Un guardia civil deja en silla de ruedas de un disparo a un ladrón que acababa de apuñalar a un repartidor en Ibiza

La Fiscalía solicita la libre absolución para el agente de la Guardia Civil al considerar que actuó en legítima defensa

Un violento episodio ocurrido en el año 2018 en la isla de Ibiza llega este martes a la Audiencia Provincial de Baleares. En el banquillo de los acusados se sentará un peligroso delincuente que se enfrenta a seis años de cárcel tras haber apuñalado en la cara a un repartidor para robarle su furgoneta. El propio procesado comparece en el juicio postrado en una silla de ruedas ya que recibió un disparo de un agente de la Guardia Civil que le abatió mientras huía bosque a través.

Los hechos se desencadenaron antes de las 18:30 horas del día del suceso, momento en el que el acusado sustrajo una furgoneta comercial aprovechando de forma descuidada que las llaves estaban puestas. Sin embargo, su huida se vio frustrada temporalmente al quedar retenido por el tráfico en una rotonda de la carretera de Santa Eulalia. Fue en ese punto donde el repartidor del vehículo logró alcanzarle a pie para recuperar su herramienta de trabajo.

Al verse interceptado, el acusado se bajó del camión y, esgrimiendo un cuchillo de grandes dimensiones, con una hoja de 22 centímetros, apuñaló brutalmente al trabajador en la mejilla derecha. La agresión le causó a la víctima una profunda herida de 4 centímetros que, a día de hoy, le ha dejado una cicatriz permanente en el rostro.

Tras el ataque, el delincuente emprendió una veloz huida a pie hacia una zona boscosa cercana a la autovía. De inmediato, varias patrullas de la Guardia Civil de Tráfico iniciaron una intensa persecución entre la maleza. A pesar de las reiteradas órdenes de alto y de que uno de los agentes efectuó hasta dos disparos disuasorios al aire, el acusado continuó con su fuga en actitud desafiante y armado con el cuchillo.

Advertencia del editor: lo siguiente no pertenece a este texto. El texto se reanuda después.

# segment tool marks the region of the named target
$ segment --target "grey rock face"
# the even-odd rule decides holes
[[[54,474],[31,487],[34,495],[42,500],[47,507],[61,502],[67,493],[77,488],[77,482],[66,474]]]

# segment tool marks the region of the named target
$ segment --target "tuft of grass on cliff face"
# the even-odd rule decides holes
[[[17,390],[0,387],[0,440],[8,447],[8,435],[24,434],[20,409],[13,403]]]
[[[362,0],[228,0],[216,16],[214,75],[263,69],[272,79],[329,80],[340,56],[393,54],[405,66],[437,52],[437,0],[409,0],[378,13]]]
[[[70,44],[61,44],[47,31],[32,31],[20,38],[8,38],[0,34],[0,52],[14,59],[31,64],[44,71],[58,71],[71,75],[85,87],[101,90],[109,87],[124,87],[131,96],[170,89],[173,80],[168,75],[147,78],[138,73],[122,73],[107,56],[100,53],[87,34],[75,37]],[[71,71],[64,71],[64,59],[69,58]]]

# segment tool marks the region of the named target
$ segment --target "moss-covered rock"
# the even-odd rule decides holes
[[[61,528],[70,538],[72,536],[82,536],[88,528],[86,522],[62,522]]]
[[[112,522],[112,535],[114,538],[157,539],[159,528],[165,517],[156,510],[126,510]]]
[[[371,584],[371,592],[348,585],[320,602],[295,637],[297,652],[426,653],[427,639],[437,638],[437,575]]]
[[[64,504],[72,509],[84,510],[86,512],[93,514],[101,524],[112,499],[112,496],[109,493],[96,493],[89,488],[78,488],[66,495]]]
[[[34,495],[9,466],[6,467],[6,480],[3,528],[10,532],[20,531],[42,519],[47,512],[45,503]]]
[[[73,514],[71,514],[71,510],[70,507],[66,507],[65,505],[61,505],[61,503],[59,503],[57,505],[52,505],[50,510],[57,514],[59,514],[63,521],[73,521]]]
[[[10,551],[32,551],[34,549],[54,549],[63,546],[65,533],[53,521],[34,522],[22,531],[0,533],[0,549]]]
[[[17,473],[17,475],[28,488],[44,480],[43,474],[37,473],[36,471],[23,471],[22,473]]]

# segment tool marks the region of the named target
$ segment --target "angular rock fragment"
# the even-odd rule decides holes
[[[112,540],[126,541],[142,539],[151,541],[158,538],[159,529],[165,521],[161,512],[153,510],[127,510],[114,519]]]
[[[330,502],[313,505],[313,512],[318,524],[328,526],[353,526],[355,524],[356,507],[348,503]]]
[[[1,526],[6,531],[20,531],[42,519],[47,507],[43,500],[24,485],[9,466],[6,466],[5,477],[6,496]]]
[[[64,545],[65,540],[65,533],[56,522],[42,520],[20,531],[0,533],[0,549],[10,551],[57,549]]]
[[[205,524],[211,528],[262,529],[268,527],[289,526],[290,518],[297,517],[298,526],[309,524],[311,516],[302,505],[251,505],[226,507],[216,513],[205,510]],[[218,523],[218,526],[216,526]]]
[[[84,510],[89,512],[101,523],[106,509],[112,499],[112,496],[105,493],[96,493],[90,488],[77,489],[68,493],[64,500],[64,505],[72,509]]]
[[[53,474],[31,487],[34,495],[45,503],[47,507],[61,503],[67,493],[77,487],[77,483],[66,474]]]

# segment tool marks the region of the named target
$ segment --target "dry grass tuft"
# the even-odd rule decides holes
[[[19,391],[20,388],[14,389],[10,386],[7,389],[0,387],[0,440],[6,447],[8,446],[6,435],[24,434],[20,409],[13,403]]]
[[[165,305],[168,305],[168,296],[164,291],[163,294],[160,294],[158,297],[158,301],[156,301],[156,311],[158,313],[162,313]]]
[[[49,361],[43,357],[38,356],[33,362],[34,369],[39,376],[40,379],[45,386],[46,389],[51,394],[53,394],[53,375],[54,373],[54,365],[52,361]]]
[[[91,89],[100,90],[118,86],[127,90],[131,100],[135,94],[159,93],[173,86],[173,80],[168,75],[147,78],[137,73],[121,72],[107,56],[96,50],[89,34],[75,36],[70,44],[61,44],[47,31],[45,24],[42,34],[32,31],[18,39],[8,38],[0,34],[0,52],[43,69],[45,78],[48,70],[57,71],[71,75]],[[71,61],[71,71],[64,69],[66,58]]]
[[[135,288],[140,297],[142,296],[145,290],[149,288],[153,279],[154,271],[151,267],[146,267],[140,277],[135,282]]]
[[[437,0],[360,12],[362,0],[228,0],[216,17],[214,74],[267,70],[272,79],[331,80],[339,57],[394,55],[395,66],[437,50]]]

El dramático desenlace se produjo cuando el agresor se detuvo a menos de siete metros de uno de los agentes y, lejos de deponer su actitud, se abalanzó contra él con la clara intención de atacarle en zonas vitales como el cuello y la cabeza. Ante este peligro real e inminente para su integridad física, el guardia civil efectuó un único disparo defensivo que impactó directamente en el abdomen del atacante.

A consecuencia del proyectil, el cual fragmentó la cuarta vértebra lumbar, el agresor sufrió lesiones gravísimas que requirieron soporte vital inmediato y tardaron un total de 179 días en curar. Como secuela definitiva del disparo, el procesado padece un síndrome medular completo que le obliga, de por vida, a depender de una silla de ruedas para cualquier tipo de desplazamiento.

En la vista oral que arranca este martes en la Audiencia Provincial, no solo se juzgará el violento robo del delincuente. El Ministerio Fiscal también se pronunciará sobre la actuación policial, solicitando la libre absolución para el agente de la Guardia Civil implicado al considerar que se le debe aplicar la eximente completa de legítima defensa.